Participating in the discussion on the women’s reservation bill or The Constitution (One Hundred and Twenty Eighth Amendment) Bill, 2023, Yadav said that the government is now bringing a bill when it has completed 10 years in power and sought to know when the census will be conducted and will the caste related census be conducted or not.
Seeking reservation for women belonging to SC, ST and OBCs and minorities, Yadav urged the Speaker to deter members from taking names of those leaders who are no more members of the House.
Earlier BJP MP Nishikant Dubey had indirectly referred to late Mulayam Singh Yadav without taking his name, while speaking during the discussion on the women’s reservation bill in Lok Sabha.
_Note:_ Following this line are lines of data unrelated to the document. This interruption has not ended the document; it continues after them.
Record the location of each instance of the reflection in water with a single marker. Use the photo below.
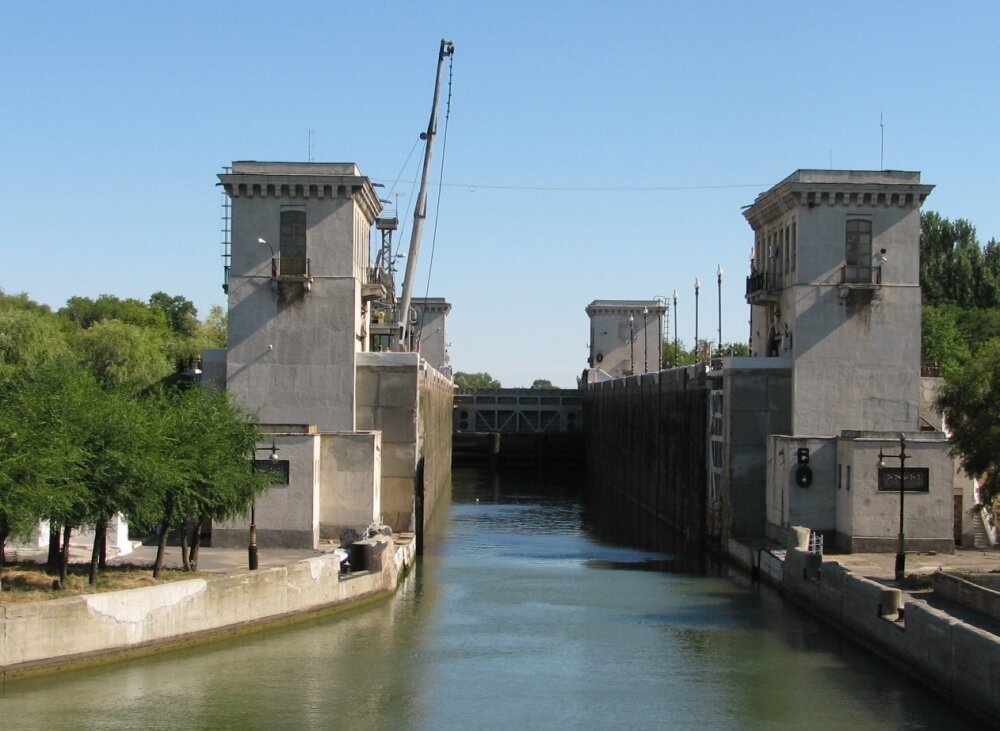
(515, 617)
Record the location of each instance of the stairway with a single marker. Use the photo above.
(980, 538)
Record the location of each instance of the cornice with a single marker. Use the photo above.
(303, 187)
(776, 203)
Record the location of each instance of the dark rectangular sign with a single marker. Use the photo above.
(915, 479)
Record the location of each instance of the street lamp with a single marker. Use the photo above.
(900, 552)
(631, 344)
(718, 273)
(675, 328)
(252, 546)
(697, 286)
(645, 341)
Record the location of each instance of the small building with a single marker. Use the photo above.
(626, 337)
(430, 330)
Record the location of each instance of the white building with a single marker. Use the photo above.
(626, 337)
(359, 435)
(835, 300)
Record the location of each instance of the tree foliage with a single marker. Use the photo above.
(476, 381)
(543, 384)
(89, 430)
(970, 400)
(954, 268)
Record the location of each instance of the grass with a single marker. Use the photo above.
(26, 581)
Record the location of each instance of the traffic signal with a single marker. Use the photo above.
(803, 473)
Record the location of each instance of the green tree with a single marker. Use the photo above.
(970, 400)
(476, 381)
(180, 313)
(124, 356)
(942, 341)
(954, 268)
(84, 312)
(206, 444)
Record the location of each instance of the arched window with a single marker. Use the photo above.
(858, 251)
(293, 242)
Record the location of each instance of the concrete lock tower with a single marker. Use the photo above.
(297, 295)
(834, 287)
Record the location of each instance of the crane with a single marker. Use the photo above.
(420, 209)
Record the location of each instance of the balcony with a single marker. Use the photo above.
(292, 270)
(859, 278)
(763, 287)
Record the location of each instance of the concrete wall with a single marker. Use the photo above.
(350, 482)
(77, 628)
(756, 403)
(977, 591)
(960, 660)
(432, 320)
(646, 442)
(287, 515)
(788, 504)
(411, 404)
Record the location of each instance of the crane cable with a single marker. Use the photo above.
(437, 205)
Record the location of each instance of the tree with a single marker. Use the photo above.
(970, 401)
(84, 312)
(205, 445)
(124, 356)
(942, 341)
(180, 313)
(476, 381)
(954, 269)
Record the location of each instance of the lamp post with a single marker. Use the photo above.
(645, 341)
(675, 328)
(252, 545)
(900, 548)
(631, 343)
(697, 286)
(718, 273)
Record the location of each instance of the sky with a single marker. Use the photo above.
(592, 150)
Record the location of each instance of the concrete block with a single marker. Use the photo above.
(397, 424)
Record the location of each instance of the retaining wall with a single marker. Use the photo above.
(645, 441)
(75, 629)
(960, 660)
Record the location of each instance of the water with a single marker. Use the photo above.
(516, 618)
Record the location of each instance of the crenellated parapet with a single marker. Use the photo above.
(844, 188)
(302, 181)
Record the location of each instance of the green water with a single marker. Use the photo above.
(516, 618)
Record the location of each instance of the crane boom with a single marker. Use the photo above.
(420, 209)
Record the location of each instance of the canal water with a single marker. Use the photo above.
(517, 617)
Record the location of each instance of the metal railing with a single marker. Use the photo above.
(290, 266)
(860, 274)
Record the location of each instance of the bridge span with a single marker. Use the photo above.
(518, 426)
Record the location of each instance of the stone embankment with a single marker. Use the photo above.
(931, 635)
(49, 635)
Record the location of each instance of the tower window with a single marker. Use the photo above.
(293, 242)
(858, 252)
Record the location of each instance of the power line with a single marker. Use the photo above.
(598, 189)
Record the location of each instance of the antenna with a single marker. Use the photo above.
(881, 152)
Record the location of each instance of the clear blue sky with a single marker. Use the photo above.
(594, 151)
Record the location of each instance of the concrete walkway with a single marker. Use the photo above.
(213, 560)
(881, 567)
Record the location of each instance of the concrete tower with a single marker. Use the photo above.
(834, 288)
(297, 293)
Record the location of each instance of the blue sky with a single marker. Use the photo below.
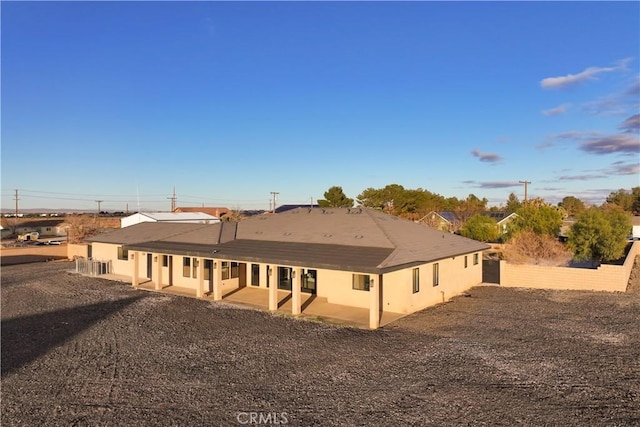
(229, 101)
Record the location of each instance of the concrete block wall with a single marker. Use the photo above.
(608, 278)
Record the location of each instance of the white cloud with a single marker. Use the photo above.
(487, 157)
(588, 73)
(560, 109)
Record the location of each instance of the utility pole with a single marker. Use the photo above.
(275, 195)
(16, 199)
(173, 200)
(526, 183)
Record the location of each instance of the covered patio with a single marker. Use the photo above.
(312, 306)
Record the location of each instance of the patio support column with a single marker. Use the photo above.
(217, 283)
(134, 278)
(200, 262)
(158, 259)
(273, 291)
(295, 289)
(374, 303)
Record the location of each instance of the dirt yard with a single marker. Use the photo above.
(80, 351)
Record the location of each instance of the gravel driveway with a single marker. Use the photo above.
(80, 351)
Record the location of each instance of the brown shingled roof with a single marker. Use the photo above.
(211, 210)
(356, 239)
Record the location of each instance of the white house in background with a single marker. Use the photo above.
(169, 217)
(5, 232)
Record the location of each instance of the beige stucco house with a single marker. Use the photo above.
(353, 257)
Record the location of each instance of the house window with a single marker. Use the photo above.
(225, 270)
(208, 267)
(416, 280)
(309, 280)
(436, 274)
(235, 270)
(255, 275)
(285, 278)
(361, 282)
(186, 266)
(123, 254)
(269, 273)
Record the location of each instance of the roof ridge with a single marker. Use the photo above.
(181, 232)
(379, 225)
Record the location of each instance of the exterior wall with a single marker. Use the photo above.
(337, 287)
(109, 252)
(454, 278)
(334, 285)
(77, 251)
(609, 278)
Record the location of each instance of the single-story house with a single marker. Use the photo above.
(217, 211)
(171, 217)
(445, 220)
(5, 232)
(284, 208)
(502, 218)
(353, 257)
(45, 228)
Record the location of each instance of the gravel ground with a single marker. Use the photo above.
(80, 351)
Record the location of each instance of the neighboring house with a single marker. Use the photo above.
(635, 227)
(218, 212)
(5, 232)
(353, 257)
(444, 221)
(172, 217)
(502, 218)
(46, 228)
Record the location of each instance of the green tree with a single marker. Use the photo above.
(537, 216)
(635, 207)
(480, 227)
(573, 206)
(600, 234)
(334, 197)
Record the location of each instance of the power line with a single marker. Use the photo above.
(526, 183)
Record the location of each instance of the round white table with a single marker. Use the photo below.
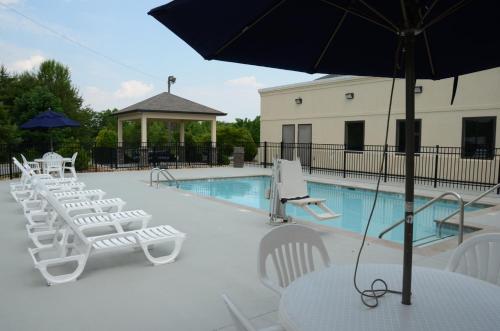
(326, 300)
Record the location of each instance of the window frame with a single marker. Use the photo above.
(346, 135)
(491, 156)
(283, 131)
(398, 134)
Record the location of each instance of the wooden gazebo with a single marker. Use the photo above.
(168, 107)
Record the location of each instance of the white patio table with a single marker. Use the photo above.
(327, 301)
(42, 161)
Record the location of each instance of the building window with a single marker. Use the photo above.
(354, 138)
(478, 137)
(401, 135)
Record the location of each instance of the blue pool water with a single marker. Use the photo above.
(353, 204)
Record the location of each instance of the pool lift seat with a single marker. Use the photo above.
(289, 187)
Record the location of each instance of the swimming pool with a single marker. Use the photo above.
(354, 204)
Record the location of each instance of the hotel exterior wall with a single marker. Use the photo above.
(325, 106)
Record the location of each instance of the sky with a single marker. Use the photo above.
(119, 55)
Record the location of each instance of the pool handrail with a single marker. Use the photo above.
(476, 199)
(168, 176)
(425, 206)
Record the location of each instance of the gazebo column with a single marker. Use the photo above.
(213, 131)
(213, 139)
(119, 150)
(182, 149)
(143, 159)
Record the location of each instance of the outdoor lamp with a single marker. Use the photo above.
(171, 80)
(349, 96)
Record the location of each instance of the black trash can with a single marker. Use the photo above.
(238, 157)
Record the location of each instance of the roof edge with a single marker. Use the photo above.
(318, 82)
(219, 113)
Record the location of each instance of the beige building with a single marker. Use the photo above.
(353, 110)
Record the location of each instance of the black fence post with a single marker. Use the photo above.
(10, 161)
(436, 160)
(310, 158)
(177, 155)
(210, 154)
(265, 154)
(344, 161)
(498, 179)
(385, 162)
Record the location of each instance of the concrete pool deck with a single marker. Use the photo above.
(122, 291)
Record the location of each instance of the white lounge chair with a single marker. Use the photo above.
(478, 257)
(44, 217)
(289, 187)
(241, 322)
(82, 245)
(290, 248)
(24, 189)
(128, 220)
(34, 165)
(71, 165)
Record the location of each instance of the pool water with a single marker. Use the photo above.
(354, 205)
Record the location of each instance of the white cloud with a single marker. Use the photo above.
(27, 64)
(129, 92)
(9, 2)
(244, 82)
(133, 89)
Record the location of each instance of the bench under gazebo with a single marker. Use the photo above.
(169, 108)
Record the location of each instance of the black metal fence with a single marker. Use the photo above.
(121, 157)
(434, 165)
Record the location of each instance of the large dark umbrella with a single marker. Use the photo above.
(438, 39)
(48, 120)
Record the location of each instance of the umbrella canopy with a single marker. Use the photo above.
(48, 120)
(339, 36)
(437, 39)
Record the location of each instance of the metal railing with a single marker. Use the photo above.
(476, 199)
(428, 204)
(166, 174)
(453, 167)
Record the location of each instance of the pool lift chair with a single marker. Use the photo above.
(289, 187)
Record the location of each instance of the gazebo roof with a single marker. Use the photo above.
(169, 103)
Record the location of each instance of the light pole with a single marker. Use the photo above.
(170, 81)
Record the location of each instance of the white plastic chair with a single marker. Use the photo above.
(77, 244)
(478, 257)
(71, 165)
(291, 250)
(33, 165)
(53, 162)
(241, 322)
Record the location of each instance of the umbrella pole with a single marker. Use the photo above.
(409, 49)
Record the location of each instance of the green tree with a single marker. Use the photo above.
(106, 138)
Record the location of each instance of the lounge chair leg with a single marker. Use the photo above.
(166, 258)
(42, 265)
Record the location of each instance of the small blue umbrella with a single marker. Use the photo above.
(50, 119)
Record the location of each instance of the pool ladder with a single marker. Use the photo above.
(166, 174)
(459, 211)
(430, 203)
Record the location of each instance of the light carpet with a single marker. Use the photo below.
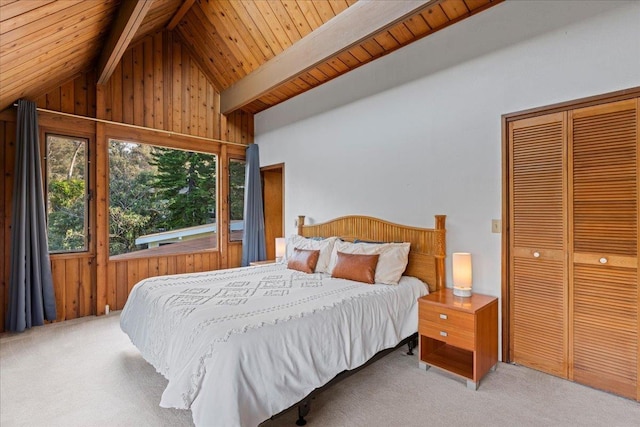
(86, 372)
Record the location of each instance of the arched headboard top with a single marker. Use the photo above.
(428, 245)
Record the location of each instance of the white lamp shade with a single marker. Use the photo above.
(462, 274)
(280, 247)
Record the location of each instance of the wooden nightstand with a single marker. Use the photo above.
(267, 261)
(458, 334)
BSP MP Sangeeta Azad expressed whole-hearted support for the bill.
She said that Ambedkar gave respect to women in the constitution.
Azad added that though the BSP supports the bill, it has some demands.
She asked for 50 per cent reservation for women in states and Centre. She also said that OBC reservations should be included along with reservations for women from SC/ST communities.
The BSP MP expressed hope that the women’s reservation bill will not merely become an election issue for the government, and that these reservations should be brought in the 2024 elections.
BJD MP Sarmistha Sethi said that the bill has been brought forward only due to the good work of Odisha chief minister Naveen Patnaik.
Naveen Patnaik brought in 33 per cent reservations in Odisha, she said.
Sethi highlighted that the BJD was the first party to field one-third women candidates in the 2019 parliamentary elections.
JD(U) MP Rajiv Ranjan Singh Lalan expressed his party’s support for the women’s reservation bill, however he said that the objective of the government in bringing this bill is not to give reservation to women, but is a panic reaction to the formation of INDIA alliance.
It is a ploy for the 2024 elections, he said.
If the government had the intention, it would have started the caste census in 2021, Lalan said.
“You do not believe in doing justice to the poor and backward classes, that is why you didn’t conduct the census. If you had conducted it, there would have been no need for this bill right now,” he said.
The Bihar government gave 50 per cent reservation to women in 2006, the JD(U) MP said.
In 2016, Bihar gave 35 per cent reservation to women in state services, he added.
“Bihar government took a year, not four and half years like this government (NDA) to give reservation to women,” Lalan said.